Thursday 31 July 2014

Menerima takdir sebagai Lesbian

Oleh : A Fahrizal Aziz*

Saya berbincang dengan Suboy (nama samaran), dia seorang perempuan, berpakaian masih seperti perempuan, tapi juga mencintai sesama perempuan. Ya, dia adalah lesbian. Sementara saya yang berbincang dengannya, masih dianggap lelaki tulen. Dia bercerita banyak hal seputar lesbian, dan mengklarifikasi banyak hal yang sekiranya melenceng dari pemahaman keumuman masyarakat.

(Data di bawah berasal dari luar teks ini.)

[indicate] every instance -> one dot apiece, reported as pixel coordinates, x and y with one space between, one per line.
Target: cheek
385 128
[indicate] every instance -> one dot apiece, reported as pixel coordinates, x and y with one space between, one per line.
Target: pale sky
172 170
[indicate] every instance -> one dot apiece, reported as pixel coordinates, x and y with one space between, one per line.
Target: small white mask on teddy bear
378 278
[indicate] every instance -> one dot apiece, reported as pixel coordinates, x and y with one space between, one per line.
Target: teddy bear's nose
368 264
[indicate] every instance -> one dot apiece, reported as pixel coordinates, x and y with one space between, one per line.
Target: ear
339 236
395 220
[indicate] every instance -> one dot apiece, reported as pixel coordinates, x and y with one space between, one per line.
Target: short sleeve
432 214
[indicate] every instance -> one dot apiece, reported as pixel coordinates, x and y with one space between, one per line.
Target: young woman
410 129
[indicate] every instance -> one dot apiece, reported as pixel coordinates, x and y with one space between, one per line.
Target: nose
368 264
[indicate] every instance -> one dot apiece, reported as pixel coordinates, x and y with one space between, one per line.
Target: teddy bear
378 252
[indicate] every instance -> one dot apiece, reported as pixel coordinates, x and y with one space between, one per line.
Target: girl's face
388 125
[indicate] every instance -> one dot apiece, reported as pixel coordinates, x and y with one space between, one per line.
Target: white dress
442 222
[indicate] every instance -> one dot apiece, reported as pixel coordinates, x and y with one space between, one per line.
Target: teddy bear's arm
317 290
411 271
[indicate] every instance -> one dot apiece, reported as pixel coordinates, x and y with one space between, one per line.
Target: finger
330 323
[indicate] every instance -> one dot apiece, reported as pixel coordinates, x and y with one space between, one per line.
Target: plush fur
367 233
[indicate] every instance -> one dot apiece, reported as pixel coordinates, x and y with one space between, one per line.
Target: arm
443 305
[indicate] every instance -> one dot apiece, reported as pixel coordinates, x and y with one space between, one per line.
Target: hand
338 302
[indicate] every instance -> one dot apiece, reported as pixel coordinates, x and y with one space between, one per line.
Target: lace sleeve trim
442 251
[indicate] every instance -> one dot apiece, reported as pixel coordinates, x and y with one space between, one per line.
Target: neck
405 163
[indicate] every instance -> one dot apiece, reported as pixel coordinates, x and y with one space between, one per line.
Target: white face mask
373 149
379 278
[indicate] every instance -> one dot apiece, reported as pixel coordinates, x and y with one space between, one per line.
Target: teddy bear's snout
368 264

Ia menjelaskan bahwa menyadari diri sebagai lesbian, adalah upaya menerima takdir. Saya shock seketika, kenapa harus bawa-bawa takdir? Bukankah takdir adalah garis yang ditetapkan oleh Tuhan? Lalu ia menjelaskan, secuil pun tak pernah ia berharap jadi seorang lesbian. Ia pun juga tersiksa menjadi lesbian. Ia ingin hidup normal, tapi apa daya, orientasi seksual yang menyimpang ini muncul secara alamiah, sejak ia masih SD, ia sudah menikmati ketertarikannya dengan sesama perempuan.

Menerima takdir menjadi seorang lesbian, menurut dia, sama halnya dengan menerima takdirnya sebagai perempuan atau laki-laki. Jika boleh memilih, ia ingin menjadi laki-laki agar bisa dengan leluasa mencintai perempuan. Tetapi Tuhan memilihkannya menjadi perempuan. Banyak orang yang bernasib dengannya, namun tak bisa menerima takdir.

Misalkan, seorang laki-laki yang memilih menjadi waria, berdandan seperti perempuan dan berperilaku layaknya perempuan. Para waria itu, mengklaim dirinya menerima takdir, padahal sejujurnya, mereka tengah mengutuki takdir. Menerima takdir dan mengutuki takdir itu dua hal yang berbeda. Menerima itu proses keterbukaan dan kepasrahan, sementara mengutuki itu adalah sebuah protes keras.

Seorang perempuan yang memilih berperilaku layaknya laki-laki atau seorang laki-laki yang memilih menjadi waria, adalah jalan mengutuki takdir. Kenapa mengutuki? Tuhan mentakdirkannya sebagai perempuan, tapi orientasi seksualnya kepada sesama jenis. Begitu pula, ketika Tuhan menciptakannya sebagai laki-laki dan orientasi seksualnya ke sesama laki-laki, ia protes dan merubah dirinya menjadi perempuan.

Ia menjelaskan, tak semua lesbian tercipta karena pola perilaku, ada yang muncul secara alamiah. Ia menjelaskan dirinya sendiri. Tak pernah dikecewakan laki-laki, pun tak pernah berhubungan intim dengan perempuan. Sejak kecil ia terkenal tomboi, dan usut demi usut, ketika masih dalam kendungan, orang tua sangat mengharapkan anak laki-laki. Apakah itu berpengaruh?

Ia ingin menerima dirinya sebagai seorang lesbian, karena menurutnya lesbian adalah takdir. Takdir harus diterima, tak harus dikutuki. Menerima dirinya sebagai seorang lesbian, bukan berarti menghalalkan dirinya untuk melakukan hubungan sesama jenis, kalau itu ia lakukan, berarti bukan menerima melainkan mengutuki. Di lain hal, meski ia sadar sebagai seorang lesbian, tapi ia memilih untuk belajar normal dan mencintai lelaki.

“Lesbian itu takdir, dan takdir tidak bisa kita lawan. Tapi diantara takdir itu ada pilihan, dan saya memilih untuk menjadi normal, semampu dan sebisa saya. Suatu kelak, saya ingin menjadi seorang istri dan ibu yang baik. Mengurusi keluarga dan mendidik anak-anak,” jelasnya dengan mata berkaca-kaca.

Saya pun turut berdoa semoga anda berhasil menjadi perempuan seutuhnya.